OCT. 10 SAN DIEGO AT OAKLAND
We had guys coming off the edge, and they didn't account for me. I'm what we call the creeper in that scheme. When the defender stayed on the guy on the inside, there was nobody to pick me up and I shot the gap. Special teams are just as important as offense and defense. They can win a game, they can lose a game. That's been shown this year more than any other.
—ROCK CARTWRIGHT, Oakland running back, who blocked the Mike Scifres punt out of the end zone, giving the Raiders a 2--0 lead in their 35--27 Week 5 win.
On punt teams each lineman matches up with a rusher. This year that job has been made slightly more difficult by the existence of what the Raiders call the creeper, the rusher who's been displaced by the rule about lining up over the center. Regardless of the creeper's location, each punt-team lineman has to count from his left to pick up his man. The left wing blocks the outside rusher, the left tackle the second in line, the left guard the third in line, and so on. When San Diego played Oakland, the Chargers' left guard on the punt team was linebacker Antwan Applewhite. Cartwright was the third man from the left—Applewhite's guy. Cartwright got a late jump off the snap; Applewhite said he didn't see him and double-teamed the man to his right. Cartwright blocked the punt out of the end zone. Safety.
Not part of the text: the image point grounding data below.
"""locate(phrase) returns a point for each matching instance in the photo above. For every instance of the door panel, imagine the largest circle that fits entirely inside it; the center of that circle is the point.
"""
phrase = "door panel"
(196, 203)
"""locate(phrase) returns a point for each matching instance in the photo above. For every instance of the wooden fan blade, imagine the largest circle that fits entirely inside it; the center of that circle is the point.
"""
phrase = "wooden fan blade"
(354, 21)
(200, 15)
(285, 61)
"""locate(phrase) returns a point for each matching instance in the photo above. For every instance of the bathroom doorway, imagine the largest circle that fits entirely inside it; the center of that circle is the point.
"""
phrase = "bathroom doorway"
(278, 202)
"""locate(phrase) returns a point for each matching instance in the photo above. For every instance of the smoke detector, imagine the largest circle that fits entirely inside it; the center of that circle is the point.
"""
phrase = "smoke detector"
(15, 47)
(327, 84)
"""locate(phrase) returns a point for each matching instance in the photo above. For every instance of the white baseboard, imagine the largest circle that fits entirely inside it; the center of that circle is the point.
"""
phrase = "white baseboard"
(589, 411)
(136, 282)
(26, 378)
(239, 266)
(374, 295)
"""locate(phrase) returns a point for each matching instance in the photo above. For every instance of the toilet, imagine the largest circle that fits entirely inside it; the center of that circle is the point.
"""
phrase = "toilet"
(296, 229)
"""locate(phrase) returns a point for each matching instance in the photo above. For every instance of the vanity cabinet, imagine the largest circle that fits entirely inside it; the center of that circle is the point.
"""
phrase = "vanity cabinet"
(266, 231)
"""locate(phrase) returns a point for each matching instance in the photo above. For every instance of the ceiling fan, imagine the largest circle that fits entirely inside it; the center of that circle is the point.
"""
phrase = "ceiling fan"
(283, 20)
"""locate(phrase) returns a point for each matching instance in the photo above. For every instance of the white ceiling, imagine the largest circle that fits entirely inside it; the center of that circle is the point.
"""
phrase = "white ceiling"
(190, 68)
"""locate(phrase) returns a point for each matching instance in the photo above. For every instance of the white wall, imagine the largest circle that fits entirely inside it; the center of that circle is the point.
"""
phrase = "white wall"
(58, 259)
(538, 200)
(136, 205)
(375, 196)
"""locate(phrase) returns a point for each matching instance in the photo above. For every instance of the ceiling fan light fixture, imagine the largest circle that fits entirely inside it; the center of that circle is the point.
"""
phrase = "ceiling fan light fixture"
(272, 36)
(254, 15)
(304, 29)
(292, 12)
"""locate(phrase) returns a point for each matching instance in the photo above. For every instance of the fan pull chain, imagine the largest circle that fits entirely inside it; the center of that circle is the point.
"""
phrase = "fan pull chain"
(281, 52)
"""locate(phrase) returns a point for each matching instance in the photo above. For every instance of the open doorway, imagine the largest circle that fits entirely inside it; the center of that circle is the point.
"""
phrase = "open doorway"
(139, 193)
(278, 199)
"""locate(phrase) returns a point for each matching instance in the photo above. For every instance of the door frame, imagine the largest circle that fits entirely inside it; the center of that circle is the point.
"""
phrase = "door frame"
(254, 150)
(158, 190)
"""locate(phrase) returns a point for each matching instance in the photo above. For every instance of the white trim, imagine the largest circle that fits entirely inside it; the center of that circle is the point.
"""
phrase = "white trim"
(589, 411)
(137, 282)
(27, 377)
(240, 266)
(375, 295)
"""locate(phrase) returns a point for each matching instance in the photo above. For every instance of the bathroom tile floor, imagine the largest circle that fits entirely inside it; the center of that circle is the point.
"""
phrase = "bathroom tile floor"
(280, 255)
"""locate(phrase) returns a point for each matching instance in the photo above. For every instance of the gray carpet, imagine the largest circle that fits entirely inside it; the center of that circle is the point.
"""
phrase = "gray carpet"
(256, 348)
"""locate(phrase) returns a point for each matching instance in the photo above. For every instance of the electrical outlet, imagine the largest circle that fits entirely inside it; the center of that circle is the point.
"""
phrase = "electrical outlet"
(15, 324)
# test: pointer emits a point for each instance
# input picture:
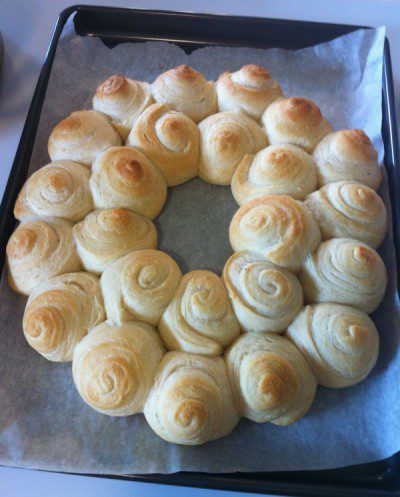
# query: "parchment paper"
(43, 422)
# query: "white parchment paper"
(43, 422)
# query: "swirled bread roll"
(264, 297)
(39, 250)
(340, 343)
(224, 140)
(106, 235)
(124, 177)
(345, 271)
(114, 368)
(277, 227)
(60, 312)
(59, 189)
(123, 100)
(348, 209)
(271, 380)
(139, 285)
(250, 89)
(347, 155)
(186, 90)
(191, 400)
(278, 169)
(199, 318)
(82, 136)
(297, 121)
(170, 139)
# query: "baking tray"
(191, 31)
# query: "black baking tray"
(190, 31)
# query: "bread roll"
(170, 139)
(271, 380)
(60, 312)
(82, 136)
(263, 296)
(105, 235)
(139, 285)
(277, 227)
(250, 89)
(347, 209)
(123, 100)
(114, 368)
(225, 138)
(345, 271)
(191, 400)
(340, 343)
(297, 121)
(199, 318)
(59, 189)
(278, 169)
(124, 177)
(347, 155)
(186, 90)
(39, 250)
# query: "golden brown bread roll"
(199, 318)
(271, 380)
(297, 121)
(224, 140)
(340, 343)
(263, 296)
(250, 89)
(277, 227)
(123, 100)
(82, 136)
(347, 155)
(278, 169)
(348, 209)
(59, 189)
(60, 312)
(191, 400)
(105, 235)
(39, 250)
(114, 368)
(170, 139)
(124, 177)
(139, 285)
(186, 90)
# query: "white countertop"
(27, 28)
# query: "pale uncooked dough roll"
(348, 209)
(341, 343)
(297, 121)
(191, 400)
(186, 90)
(224, 140)
(124, 177)
(199, 318)
(170, 139)
(60, 312)
(347, 155)
(278, 169)
(123, 100)
(271, 381)
(39, 250)
(106, 235)
(264, 297)
(114, 368)
(277, 227)
(139, 285)
(250, 89)
(345, 271)
(82, 136)
(59, 189)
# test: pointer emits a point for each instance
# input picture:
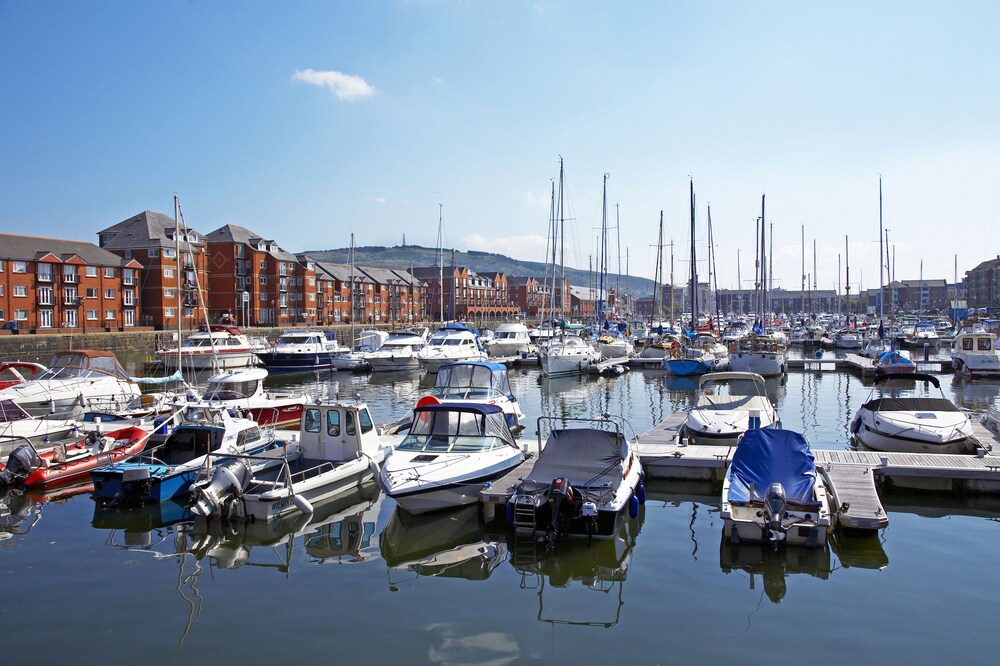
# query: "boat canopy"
(585, 457)
(766, 456)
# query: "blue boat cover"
(767, 456)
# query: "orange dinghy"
(70, 461)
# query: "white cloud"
(345, 86)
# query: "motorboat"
(69, 461)
(584, 481)
(728, 404)
(168, 471)
(567, 355)
(895, 362)
(451, 343)
(974, 353)
(243, 389)
(890, 421)
(212, 347)
(398, 352)
(773, 493)
(339, 450)
(510, 339)
(75, 382)
(478, 382)
(302, 350)
(17, 372)
(452, 450)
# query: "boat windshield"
(441, 431)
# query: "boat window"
(311, 420)
(366, 420)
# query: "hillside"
(407, 256)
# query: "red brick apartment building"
(48, 284)
(174, 267)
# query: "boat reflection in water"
(447, 544)
(571, 576)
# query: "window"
(333, 422)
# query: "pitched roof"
(30, 248)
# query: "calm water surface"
(364, 584)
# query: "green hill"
(415, 256)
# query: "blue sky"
(307, 121)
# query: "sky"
(309, 121)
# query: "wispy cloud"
(345, 86)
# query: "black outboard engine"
(774, 510)
(20, 464)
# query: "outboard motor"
(774, 509)
(227, 483)
(20, 463)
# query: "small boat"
(914, 424)
(772, 492)
(450, 452)
(449, 344)
(170, 470)
(212, 347)
(243, 389)
(398, 352)
(75, 382)
(69, 461)
(339, 449)
(478, 382)
(583, 483)
(302, 350)
(728, 404)
(974, 353)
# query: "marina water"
(368, 585)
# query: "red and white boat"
(70, 461)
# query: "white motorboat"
(243, 389)
(773, 493)
(213, 347)
(728, 404)
(449, 344)
(974, 353)
(567, 355)
(914, 423)
(583, 483)
(339, 448)
(398, 352)
(510, 339)
(450, 452)
(302, 350)
(76, 382)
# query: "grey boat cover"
(583, 456)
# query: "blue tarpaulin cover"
(767, 456)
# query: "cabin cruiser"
(974, 353)
(398, 351)
(75, 382)
(450, 452)
(213, 347)
(451, 343)
(510, 339)
(302, 350)
(888, 421)
(339, 450)
(584, 481)
(772, 492)
(728, 404)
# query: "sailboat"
(760, 352)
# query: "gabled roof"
(30, 248)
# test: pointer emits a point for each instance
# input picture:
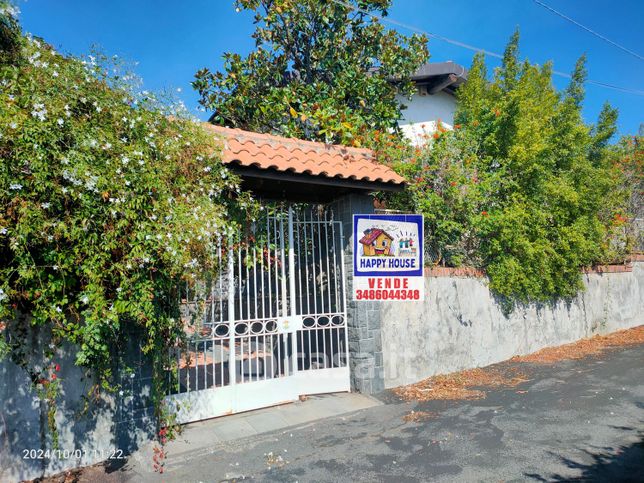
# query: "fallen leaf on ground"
(585, 347)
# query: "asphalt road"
(576, 420)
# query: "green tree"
(321, 71)
(522, 188)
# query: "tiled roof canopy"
(288, 155)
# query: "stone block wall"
(364, 317)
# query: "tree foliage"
(321, 71)
(106, 204)
(522, 187)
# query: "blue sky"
(171, 40)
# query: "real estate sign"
(388, 257)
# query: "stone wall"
(90, 429)
(460, 325)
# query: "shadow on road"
(621, 464)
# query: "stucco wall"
(112, 425)
(459, 325)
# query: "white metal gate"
(274, 320)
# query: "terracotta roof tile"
(266, 151)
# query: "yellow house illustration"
(376, 242)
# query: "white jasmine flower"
(39, 111)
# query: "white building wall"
(423, 112)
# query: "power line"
(596, 34)
(474, 48)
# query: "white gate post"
(232, 364)
(291, 282)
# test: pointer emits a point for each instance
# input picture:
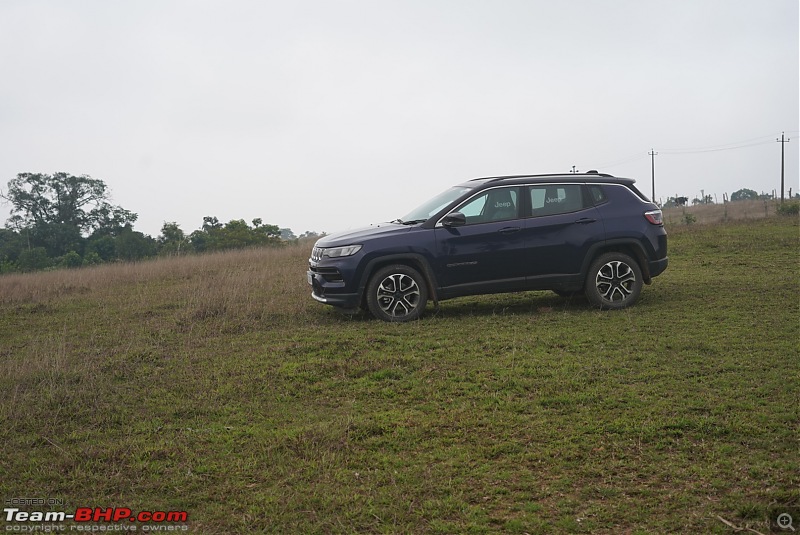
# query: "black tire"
(614, 281)
(397, 293)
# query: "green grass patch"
(218, 386)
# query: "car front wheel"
(614, 281)
(397, 293)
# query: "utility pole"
(653, 154)
(783, 144)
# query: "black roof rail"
(593, 172)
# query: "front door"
(560, 232)
(488, 252)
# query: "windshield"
(434, 205)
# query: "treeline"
(62, 220)
(739, 195)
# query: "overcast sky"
(325, 115)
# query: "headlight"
(336, 252)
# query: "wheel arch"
(629, 247)
(412, 260)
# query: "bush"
(33, 259)
(71, 259)
(789, 208)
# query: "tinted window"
(551, 199)
(598, 195)
(498, 204)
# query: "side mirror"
(454, 219)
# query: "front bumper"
(325, 292)
(657, 267)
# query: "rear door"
(562, 228)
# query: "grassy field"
(215, 385)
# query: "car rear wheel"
(614, 281)
(397, 293)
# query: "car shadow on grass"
(511, 304)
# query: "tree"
(235, 234)
(172, 239)
(59, 210)
(744, 195)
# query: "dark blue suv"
(577, 233)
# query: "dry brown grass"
(717, 213)
(252, 283)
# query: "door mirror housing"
(454, 219)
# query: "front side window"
(497, 204)
(552, 199)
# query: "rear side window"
(598, 195)
(552, 199)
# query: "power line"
(753, 142)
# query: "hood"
(360, 235)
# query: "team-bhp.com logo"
(113, 515)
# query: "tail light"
(655, 217)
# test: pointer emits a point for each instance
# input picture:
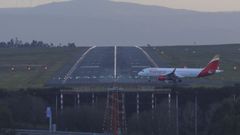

"If you're on a punt team and you can't count to three, you can't play there," said Crosby. So after the play, on the sideline, Crosby told Applewhite he was going to replace him; Crosby needed to be able to rely on the guard to block the third man in.
"Coach," Applewhite said to him, "please don't do that to me. I'll never do it again."
Crosby relented. As Applewhite said later, "I made a bad decision on the play. They wanted to take me out, but I wanted to show them I could do it."
Three minutes later the Chargers lined up for another punt. Out trotted Applewhite to play guard. Across from him, to his left, was a new third man, tight end Brandon Myers. Incredibly—Crosby cannot believe it to this day—Applewhite again helped on a man already accounted for, leaving his gap unplugged. Here came Myers. Boom! Another block, this time for a touchdown.
"Those mistakes were uncharacteristic of me," said Applewhite.
"Totally unexplainable," said Crosby. "You've just got to block number three ... one, two, three."